Today, however, with federal research funding in decline, Overman believes there is the danger that too much of the money is going into “the tail end of the drug discovery process.” In contrast, the beginning phase of research, the creative exploring of new ideas, is becoming increasingly impoverished. “If we forget the front end,” he says, “we might do okay for a few years, but 10 years down the road the discoveries like those that are being commercialized today won’t be there.”

Overman is concerned, too, about declining federal support for science research. He says when he entered academia in 1971, about 45 percent of the grant applications recommended for funding actually received money; now federal allocations will pay for only about 20 percent of the applications that clear the approval process. With so few grants being funded, he says, a disproportionate number go to established scientists like him, with younger scientists working ever harder chasing dwindling dollars.

“Right now the United States should feel extremely challenged by what Japan is doing – doubling its basic research budget.

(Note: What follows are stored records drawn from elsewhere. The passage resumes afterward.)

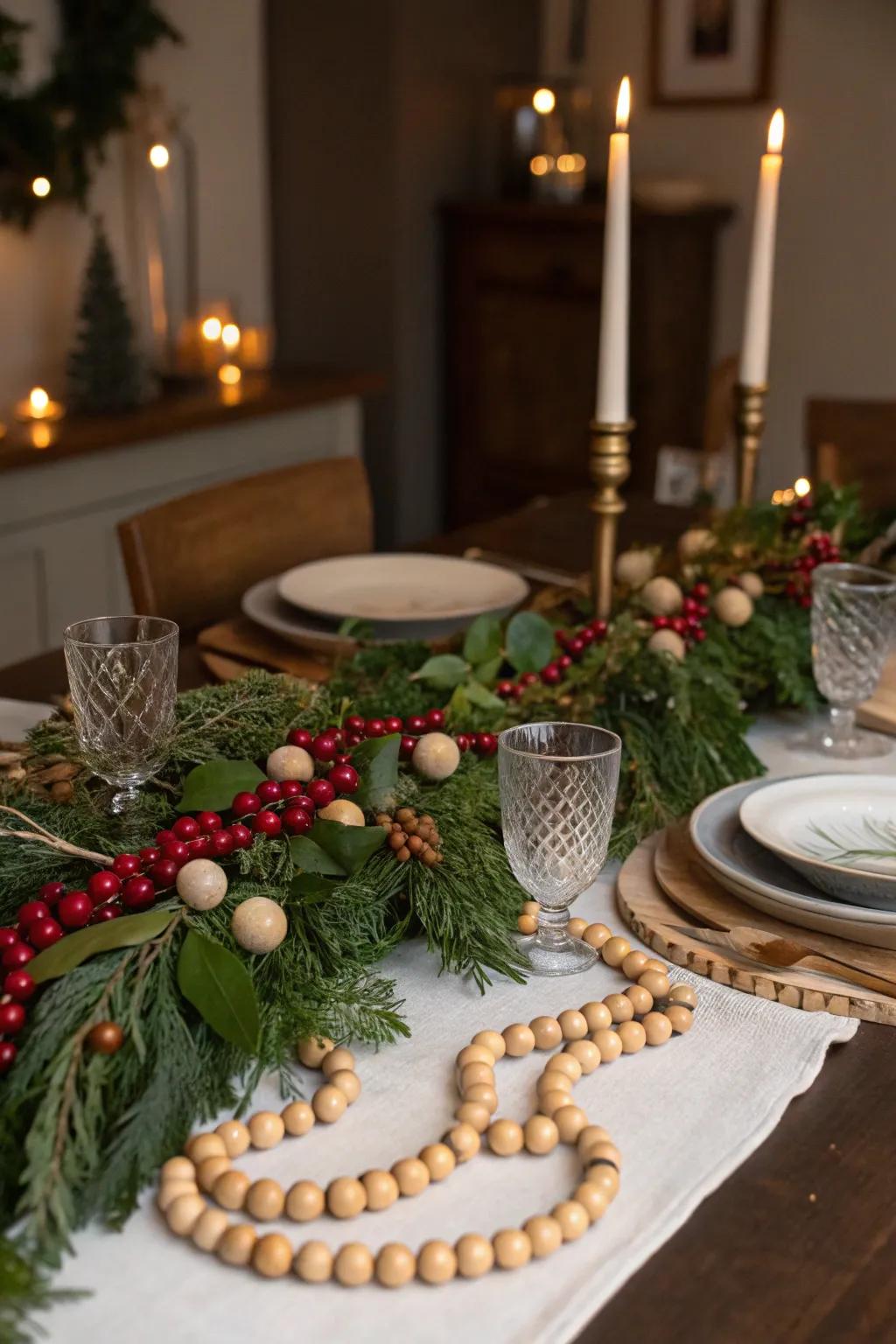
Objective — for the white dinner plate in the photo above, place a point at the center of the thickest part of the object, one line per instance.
(439, 593)
(813, 822)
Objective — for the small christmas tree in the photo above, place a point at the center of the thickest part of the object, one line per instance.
(103, 368)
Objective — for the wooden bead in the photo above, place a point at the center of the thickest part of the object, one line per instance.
(464, 1141)
(208, 1228)
(438, 1160)
(346, 1196)
(313, 1263)
(547, 1032)
(512, 1248)
(474, 1256)
(396, 1265)
(506, 1138)
(411, 1175)
(654, 983)
(572, 1219)
(586, 1053)
(474, 1113)
(621, 1008)
(273, 1256)
(657, 1028)
(519, 1040)
(185, 1213)
(354, 1265)
(311, 1053)
(304, 1201)
(540, 1135)
(266, 1130)
(329, 1103)
(574, 1025)
(632, 1037)
(336, 1060)
(607, 1043)
(544, 1233)
(236, 1245)
(570, 1121)
(595, 935)
(436, 1263)
(381, 1188)
(494, 1042)
(235, 1136)
(348, 1083)
(231, 1188)
(615, 950)
(597, 1016)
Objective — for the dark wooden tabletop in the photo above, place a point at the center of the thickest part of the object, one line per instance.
(800, 1243)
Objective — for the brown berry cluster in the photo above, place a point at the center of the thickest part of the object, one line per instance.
(413, 836)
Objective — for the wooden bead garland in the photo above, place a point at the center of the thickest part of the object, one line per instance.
(648, 1012)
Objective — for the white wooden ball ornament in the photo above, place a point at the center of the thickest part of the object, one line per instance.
(258, 925)
(202, 885)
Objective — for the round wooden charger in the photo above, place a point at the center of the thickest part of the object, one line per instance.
(649, 913)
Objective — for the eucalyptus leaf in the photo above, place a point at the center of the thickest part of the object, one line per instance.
(211, 787)
(128, 932)
(215, 982)
(529, 641)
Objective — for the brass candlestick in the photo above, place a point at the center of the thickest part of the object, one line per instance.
(750, 421)
(609, 466)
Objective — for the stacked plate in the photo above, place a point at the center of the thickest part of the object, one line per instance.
(396, 597)
(817, 851)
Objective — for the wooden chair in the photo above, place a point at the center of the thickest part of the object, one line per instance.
(855, 441)
(192, 558)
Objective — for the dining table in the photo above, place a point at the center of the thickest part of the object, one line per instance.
(800, 1241)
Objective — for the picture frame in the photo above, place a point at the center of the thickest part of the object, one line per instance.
(710, 52)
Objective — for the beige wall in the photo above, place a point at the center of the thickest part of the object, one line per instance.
(835, 316)
(216, 77)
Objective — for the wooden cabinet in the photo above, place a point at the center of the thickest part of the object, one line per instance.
(522, 295)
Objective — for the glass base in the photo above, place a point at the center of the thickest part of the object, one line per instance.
(552, 953)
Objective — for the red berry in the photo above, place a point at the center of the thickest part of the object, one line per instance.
(32, 910)
(245, 804)
(102, 886)
(125, 864)
(298, 822)
(19, 984)
(49, 932)
(12, 1018)
(242, 835)
(75, 909)
(321, 792)
(344, 779)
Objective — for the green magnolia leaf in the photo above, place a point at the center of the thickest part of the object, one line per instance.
(444, 671)
(128, 932)
(215, 982)
(482, 640)
(376, 762)
(529, 641)
(211, 787)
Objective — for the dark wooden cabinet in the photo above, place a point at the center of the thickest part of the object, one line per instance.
(522, 295)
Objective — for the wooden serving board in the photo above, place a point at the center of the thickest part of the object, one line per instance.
(652, 915)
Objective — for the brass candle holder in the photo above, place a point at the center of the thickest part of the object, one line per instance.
(610, 468)
(750, 423)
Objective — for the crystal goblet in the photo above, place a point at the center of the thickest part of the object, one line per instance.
(122, 676)
(557, 797)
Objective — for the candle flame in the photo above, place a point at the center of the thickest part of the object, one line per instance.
(775, 133)
(624, 104)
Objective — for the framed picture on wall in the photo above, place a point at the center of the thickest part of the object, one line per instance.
(710, 52)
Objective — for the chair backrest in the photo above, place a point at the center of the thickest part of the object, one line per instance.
(855, 441)
(192, 558)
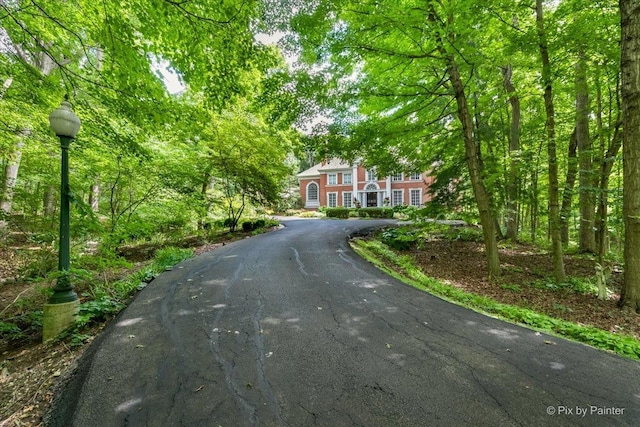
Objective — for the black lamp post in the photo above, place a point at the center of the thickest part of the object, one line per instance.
(66, 125)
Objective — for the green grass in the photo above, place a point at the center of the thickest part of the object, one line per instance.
(383, 257)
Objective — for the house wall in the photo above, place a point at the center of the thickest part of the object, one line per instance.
(385, 185)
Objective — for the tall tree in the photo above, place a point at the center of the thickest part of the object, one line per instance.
(554, 207)
(630, 67)
(587, 241)
(513, 180)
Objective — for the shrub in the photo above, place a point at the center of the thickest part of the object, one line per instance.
(342, 213)
(401, 239)
(375, 212)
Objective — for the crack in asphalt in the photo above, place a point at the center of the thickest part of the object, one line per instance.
(265, 386)
(492, 397)
(228, 367)
(300, 264)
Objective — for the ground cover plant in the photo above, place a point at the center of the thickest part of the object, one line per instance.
(450, 264)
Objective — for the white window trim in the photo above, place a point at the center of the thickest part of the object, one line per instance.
(347, 202)
(419, 190)
(371, 175)
(329, 194)
(393, 198)
(350, 175)
(315, 202)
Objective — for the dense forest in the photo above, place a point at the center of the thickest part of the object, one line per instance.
(525, 111)
(523, 108)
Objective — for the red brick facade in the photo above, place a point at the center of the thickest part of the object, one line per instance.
(338, 184)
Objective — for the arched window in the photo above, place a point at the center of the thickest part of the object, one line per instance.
(312, 193)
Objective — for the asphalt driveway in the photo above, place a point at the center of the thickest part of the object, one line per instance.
(292, 328)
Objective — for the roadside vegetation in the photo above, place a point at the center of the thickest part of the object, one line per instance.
(447, 261)
(106, 278)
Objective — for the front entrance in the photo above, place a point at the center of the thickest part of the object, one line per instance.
(372, 200)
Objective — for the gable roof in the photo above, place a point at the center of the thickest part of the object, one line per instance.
(331, 165)
(312, 172)
(335, 164)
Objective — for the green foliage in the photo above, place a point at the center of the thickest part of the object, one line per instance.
(401, 239)
(10, 331)
(375, 212)
(572, 284)
(98, 310)
(168, 257)
(512, 288)
(342, 213)
(104, 301)
(380, 255)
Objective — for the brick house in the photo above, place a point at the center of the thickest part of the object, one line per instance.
(336, 183)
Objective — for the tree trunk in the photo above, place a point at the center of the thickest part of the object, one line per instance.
(513, 179)
(473, 163)
(49, 202)
(472, 152)
(554, 211)
(94, 196)
(607, 160)
(570, 182)
(11, 174)
(587, 242)
(630, 68)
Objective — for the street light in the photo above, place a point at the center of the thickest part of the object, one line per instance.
(66, 125)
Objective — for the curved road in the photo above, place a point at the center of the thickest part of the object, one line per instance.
(291, 328)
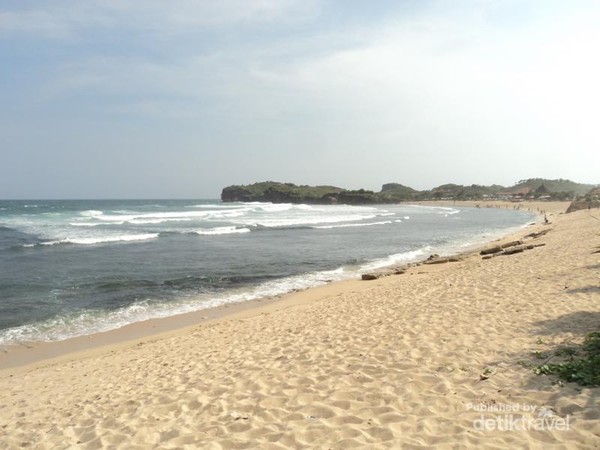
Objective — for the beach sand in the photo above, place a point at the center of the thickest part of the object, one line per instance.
(405, 361)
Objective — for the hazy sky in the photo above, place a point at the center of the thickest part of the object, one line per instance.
(145, 98)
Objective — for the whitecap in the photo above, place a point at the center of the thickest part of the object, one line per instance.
(221, 230)
(350, 225)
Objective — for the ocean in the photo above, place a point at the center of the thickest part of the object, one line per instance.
(71, 268)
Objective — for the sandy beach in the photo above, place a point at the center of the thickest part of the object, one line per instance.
(433, 357)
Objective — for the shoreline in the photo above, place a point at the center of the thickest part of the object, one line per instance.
(24, 355)
(417, 360)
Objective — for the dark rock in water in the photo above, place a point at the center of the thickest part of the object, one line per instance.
(512, 251)
(369, 276)
(537, 235)
(489, 251)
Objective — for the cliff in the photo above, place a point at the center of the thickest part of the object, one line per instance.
(275, 192)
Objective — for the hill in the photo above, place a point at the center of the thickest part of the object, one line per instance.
(276, 192)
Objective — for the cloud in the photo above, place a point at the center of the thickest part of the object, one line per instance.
(68, 18)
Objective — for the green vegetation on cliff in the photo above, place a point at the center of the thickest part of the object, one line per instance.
(271, 191)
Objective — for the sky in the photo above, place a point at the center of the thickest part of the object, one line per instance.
(178, 99)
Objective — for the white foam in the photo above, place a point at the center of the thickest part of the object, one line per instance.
(221, 230)
(91, 213)
(304, 220)
(349, 225)
(98, 239)
(395, 259)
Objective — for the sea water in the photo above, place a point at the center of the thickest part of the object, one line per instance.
(70, 268)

There are labs in Japan working in areas similar to mine that have had infusions of millions of dollars in recent years from the Japanese government.”

This has important implications for the future of American science, Overman believes, because the technology of tomorrow will depend on the basic research of today. “Fundamental research, where one is trying to plug a hole that is unknown – how does something work, could we do this, could we make a molecule that has this bizarre shape? – could, 20 years down the road, be the foundation for something very important, yet completely unknown today.”